Berufsbegleitend promovieren: Dr. Hendrik Leder – Das letzte Spiel
26.02.2025 Schreibmaschine, Verbrenner oder Brief – bei einem Endgame verabschieden sich ganze Industriezweige fast weitgehend aus der Wirtschaft. Der Wirtschaftsinformatiker Hendrik Leder promovierte zu dem wenig erforschten Thema – und gründet selbst aus einem scheidenden Wirtschaftszweig heraus.

Es klingt paradox: Aber die zunehmende Digitalisierung kann auch einem Software-Unternehmen zu schaffen machen. Bei Hendrik Leders altem Arbeitsgeber war dies der Fall. Die Firma entwickelte eine Software zur Dokumenten-Optimierung für den Briefmarkt: „Großkunden erhielten dadurch von der Deutschen Post Porto-Rabatte“, erklärt Hendrik Leder. Mit dem Einzug der E-Mail aber verlor die Software an Bedeutung. Die Branche erlebt ein so genanntes Endgame.
Der Wirtschaftsinformatiker promovierte zu diesem wenig erforschten Thema im Cotutelle-Verfahren: Das gemeinsame Prüfungsverfahren an zwei Universitäten - in diesem Fall der Universität Antwerpen und der Leuphana - wird mit einem binationalen Doktortitel abgeschlossen.

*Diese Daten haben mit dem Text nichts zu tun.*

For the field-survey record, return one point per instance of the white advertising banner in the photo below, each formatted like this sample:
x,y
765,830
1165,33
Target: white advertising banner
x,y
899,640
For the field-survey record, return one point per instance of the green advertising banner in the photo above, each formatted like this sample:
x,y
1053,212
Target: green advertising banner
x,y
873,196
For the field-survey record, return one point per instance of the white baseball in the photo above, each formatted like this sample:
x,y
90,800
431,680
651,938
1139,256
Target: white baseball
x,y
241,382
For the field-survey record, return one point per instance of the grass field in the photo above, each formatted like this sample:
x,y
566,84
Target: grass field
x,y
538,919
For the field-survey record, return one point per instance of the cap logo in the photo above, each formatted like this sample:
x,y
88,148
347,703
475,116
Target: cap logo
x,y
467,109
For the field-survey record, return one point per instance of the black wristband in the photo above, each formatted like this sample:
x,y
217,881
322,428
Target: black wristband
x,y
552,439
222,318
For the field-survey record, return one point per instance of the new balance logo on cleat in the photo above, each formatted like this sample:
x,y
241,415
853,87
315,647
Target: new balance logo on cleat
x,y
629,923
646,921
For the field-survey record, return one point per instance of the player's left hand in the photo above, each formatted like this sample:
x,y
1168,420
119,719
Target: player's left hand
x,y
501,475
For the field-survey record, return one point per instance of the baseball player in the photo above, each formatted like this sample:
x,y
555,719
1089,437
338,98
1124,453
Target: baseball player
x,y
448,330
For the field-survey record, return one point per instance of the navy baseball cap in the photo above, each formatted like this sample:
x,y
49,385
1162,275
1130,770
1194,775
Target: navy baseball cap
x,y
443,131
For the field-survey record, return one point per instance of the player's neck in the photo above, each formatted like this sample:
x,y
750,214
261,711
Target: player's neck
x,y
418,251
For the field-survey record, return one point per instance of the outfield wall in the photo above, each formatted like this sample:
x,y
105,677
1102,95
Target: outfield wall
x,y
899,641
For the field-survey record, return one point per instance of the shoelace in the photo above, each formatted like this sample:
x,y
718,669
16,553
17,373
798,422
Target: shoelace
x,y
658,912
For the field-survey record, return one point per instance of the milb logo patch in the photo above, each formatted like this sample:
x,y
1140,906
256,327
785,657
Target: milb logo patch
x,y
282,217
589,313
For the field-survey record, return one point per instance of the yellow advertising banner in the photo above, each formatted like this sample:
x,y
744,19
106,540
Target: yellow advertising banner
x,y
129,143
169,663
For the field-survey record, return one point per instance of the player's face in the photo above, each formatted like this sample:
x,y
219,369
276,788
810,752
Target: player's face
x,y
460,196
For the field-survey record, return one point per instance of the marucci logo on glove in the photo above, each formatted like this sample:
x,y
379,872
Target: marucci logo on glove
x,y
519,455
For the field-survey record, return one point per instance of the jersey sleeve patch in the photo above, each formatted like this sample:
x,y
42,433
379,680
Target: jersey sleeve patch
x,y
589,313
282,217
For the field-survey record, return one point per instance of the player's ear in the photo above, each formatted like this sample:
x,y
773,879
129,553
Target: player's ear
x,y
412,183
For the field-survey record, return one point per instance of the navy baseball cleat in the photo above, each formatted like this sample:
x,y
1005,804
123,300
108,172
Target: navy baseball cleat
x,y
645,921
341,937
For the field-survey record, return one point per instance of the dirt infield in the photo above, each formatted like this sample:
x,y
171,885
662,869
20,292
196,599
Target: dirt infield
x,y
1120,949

Nach seinem Diplom (FH) im dualen Studiengang Wirtschaftsinformatik an der Fachhochschule für die Wirtschaft in Hannover studierte Hendrik Leder den berufsbegleitenden Master Business Process Engineering und schloss das Programm 2008 mit dem Master ab. 2014 absolvierte er an der amerikanischen Purdue University - Krannert School of Management einen berufsgleitenden Master of Business Administration. „Ich habe berufliche Praxis und Studium immer miteinander kombiniert. Aufgrund meiner Branchen-Zugehörigkeit interessierte ich mich mehr und mehr für ,declining industries‘“, erinnert sich Hendrik Leder.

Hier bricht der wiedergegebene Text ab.